File xxx/lib/python3.10/site-packages/extract_msg/msg_classes/message_base.py:257, in MessageBase.deencapsulateBody(self, rtfBody, bodyType)
255 logger.exception('Custom deencapsulation function reported data is not encapsulated.')
256 else:
--> 257 if self.deencapsulatedRtf and self.deencapsulatedRtf.content_type == 'html':
258 return self.deencapsulatedRtf.html
260 if bodyType == DeencapType.PLAIN:
File xxx/lib/python3.10/functools.py:981, in cached_property.__get__(self, instance, owner)
979 val = cache.get(self.attrname, _NOT_FOUND)
980 if val is _NOT_FOUND:
--> 981 val = self.func(instance)
982 try:
983 cache[self.attrname] = val
File xxx/lib/python3.10/site-packages/extract_msg/msg_classes/message_base.py:1014, in MessageBase.deencapsulatedRtf(self)
1012 try:
1013 deencapsultor = RTFDE.DeEncapsulator(body)
-> 1014 deencapsultor.deencapsulate()
1015 return deencapsultor
1016 except RTFDE.exceptions.NotEncapsulatedRtf:
File xxx/lib/python3.10/site-packages/RTFDE/deencapsulate.py:120, in DeEncapsulator.deencapsulate(self)
118 raise MalformedEncapsulatedRtf(f"Malformed encapsulated RTF discovered:") from _e
119 Decoder = TextDecoder()
--> 120 Decoder.update_children(self.full_tree)
121 self.get_doc_tree()
122 self.validate_encapsulation()
File xxx/lib/python3.10/site-packages/RTFDE/text_extraction.py:675, in TextDecoder.update_children(self, obj)
673 self.set_font_info(obj)
674 children = obj.children
--> 675 obj.children = [i for i in self.iterate_on_children(children)]
File xxx/lib/python3.10/site-packages/RTFDE/text_extraction.py:675, in <listcomp>(.0)
673 self.set_font_info(obj)
674 children = obj.children
--> 675 obj.children = [i for i in self.iterate_on_children(children)]
File xxx/lib/python3.10/site-packages/RTFDE/text_extraction.py:761, in TextDecoder.iterate_on_children(self, children)
758 yield decoded_hex_tok
759 elif isinstance(item, Tree):
760 # Run this same function recursively on nested trees
--> 761 item.children = [i for i in self.iterate_on_children(item.children)]
762 yield item
763 else:
File xxx/lib/python3.10/site-packages/RTFDE/text_extraction.py:761, in <listcomp>(.0)
758 yield decoded_hex_tok
759 elif isinstance(item, Tree):
760 # Run this same function recursively on nested trees
--> 761 item.children = [i for i in self.iterate_on_children(item.children)]
762 yield item
763 else:
[... skipping similar frames: <listcomp> at line 761 (3 times), TextDecoder.iterate_on_children at line 761 (3 times)]
File xxx/lib/python3.10/site-packages/RTFDE/text_extraction.py:748, in TextDecoder.iterate_on_children(self, children)
746 current_fontdef = self.font_table[self.font_stack[-1]]
747 current_codec = current_fontdef.codec
--> 748 decoded_hex = decode_hex_char(base_bytes, current_codec)
749 # We are replacing a Tree.
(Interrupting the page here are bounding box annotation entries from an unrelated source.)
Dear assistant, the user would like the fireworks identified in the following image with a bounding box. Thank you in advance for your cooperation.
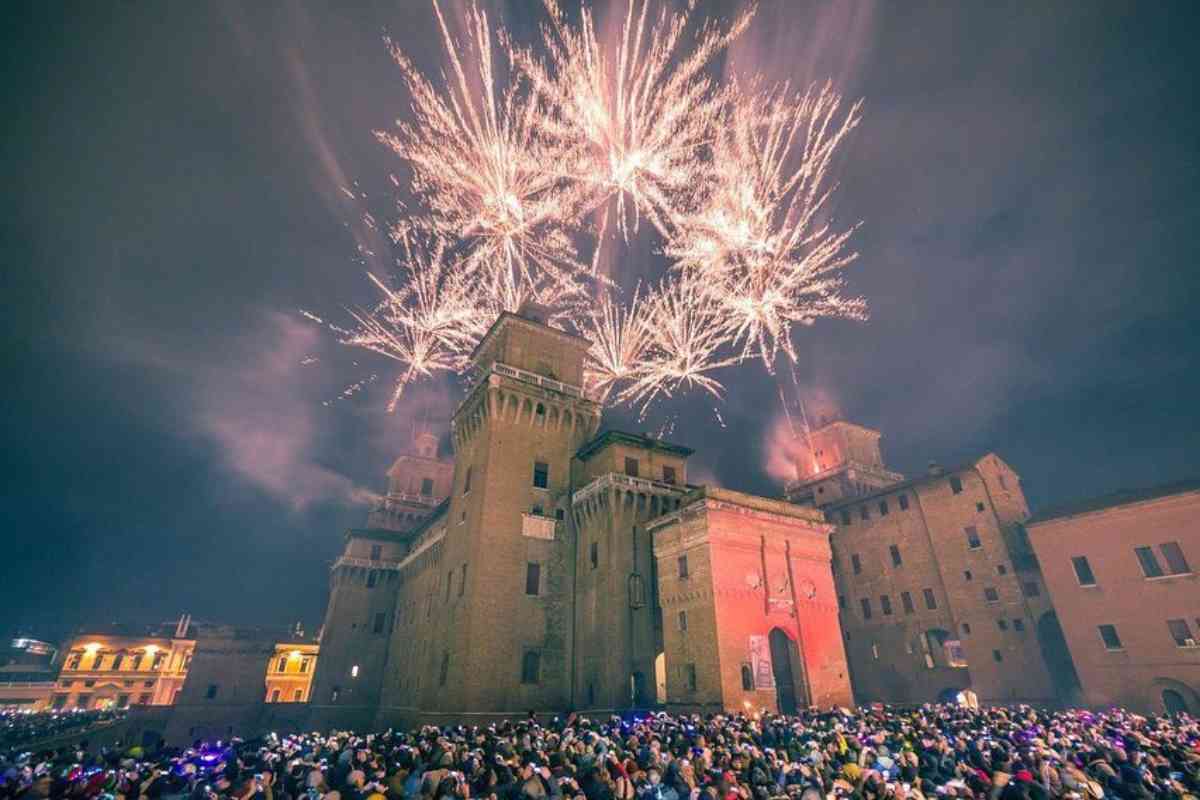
[331,0,865,414]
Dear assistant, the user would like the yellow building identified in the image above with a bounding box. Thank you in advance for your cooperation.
[50,625,196,709]
[265,642,319,703]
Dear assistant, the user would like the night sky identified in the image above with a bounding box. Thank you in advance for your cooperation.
[0,0,1200,636]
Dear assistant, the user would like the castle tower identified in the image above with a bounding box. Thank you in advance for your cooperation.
[380,309,600,723]
[571,431,692,710]
[784,420,904,509]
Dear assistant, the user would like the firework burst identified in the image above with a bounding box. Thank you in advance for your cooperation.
[515,0,754,266]
[665,84,865,369]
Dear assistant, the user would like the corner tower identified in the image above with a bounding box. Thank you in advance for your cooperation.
[432,309,600,712]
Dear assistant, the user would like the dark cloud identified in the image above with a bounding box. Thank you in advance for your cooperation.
[0,0,1200,626]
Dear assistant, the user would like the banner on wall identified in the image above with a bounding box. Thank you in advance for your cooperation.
[750,636,775,690]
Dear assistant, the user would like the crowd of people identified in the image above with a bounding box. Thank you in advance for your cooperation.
[0,709,125,751]
[0,705,1200,800]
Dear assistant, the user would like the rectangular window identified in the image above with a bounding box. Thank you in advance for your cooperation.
[1133,547,1163,578]
[521,650,541,684]
[1097,625,1122,650]
[1070,555,1096,587]
[1158,542,1192,575]
[526,561,541,597]
[962,525,983,551]
[1166,619,1195,648]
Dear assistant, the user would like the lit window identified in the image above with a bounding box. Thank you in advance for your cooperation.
[1070,555,1096,587]
[1097,625,1122,650]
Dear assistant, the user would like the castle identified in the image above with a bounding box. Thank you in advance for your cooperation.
[300,313,1061,727]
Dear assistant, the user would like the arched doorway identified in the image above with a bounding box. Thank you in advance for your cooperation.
[768,627,803,714]
[1038,612,1080,705]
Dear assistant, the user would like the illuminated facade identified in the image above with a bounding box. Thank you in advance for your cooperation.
[50,618,196,709]
[265,642,320,703]
[312,311,851,726]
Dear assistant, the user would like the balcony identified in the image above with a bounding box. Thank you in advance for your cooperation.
[521,513,558,541]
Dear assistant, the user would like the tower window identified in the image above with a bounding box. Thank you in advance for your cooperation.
[521,650,541,684]
[1097,625,1122,650]
[526,561,541,597]
[1070,555,1096,587]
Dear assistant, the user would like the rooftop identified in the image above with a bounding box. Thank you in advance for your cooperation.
[575,431,696,461]
[1025,479,1200,525]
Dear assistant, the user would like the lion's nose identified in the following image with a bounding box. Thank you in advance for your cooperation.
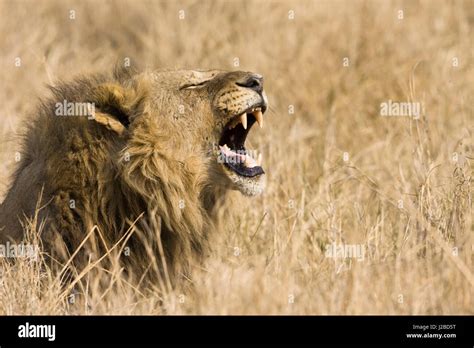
[235,75,263,93]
So, need item.data to access it's info token
750 decoded_hex_tok = Token('STRING',
751 decoded_hex,
752 start_pos=_hex_start_pos,
(...)
756 column=_hex_start_column,
757 end_column=_hex_end_column)
File xxx/lib/python3.10/site-packages/RTFDE/text_extraction.py:627, in decode_hex_char(item, codec)
624 if codec is None:
625 # Default to U.S. Windows default codepage
626 codec = 'CP1252'
--> 627 decoded = item.decode(codec)
628 decoded = decoded.encode()
629 if is_logger_on("RTFDE.text_extraction") is True:
UnicodeDecodeError: 'gbk' codec can't decode byte 0x80 in position 0: incomplete multibyte sequence
Bug Metadata
Describe the bug
An UnicodeDecodeError error is thrown when accessing the htmlBody property.
UnicodeDecodeError: 'gbk' codec can't decode byte 0x80 in position 0: incomplete multibyte sequenceTraceback
Additional context
I've noticed several similar issues such as #373, seamustuohy/RTFDE#19, #103, while same error still occur during usage. According to the traceback, the source of the error still seems to be the RTFDE package. Is there any method to fix this, or to get the formatted email body other than using the htmlBody property?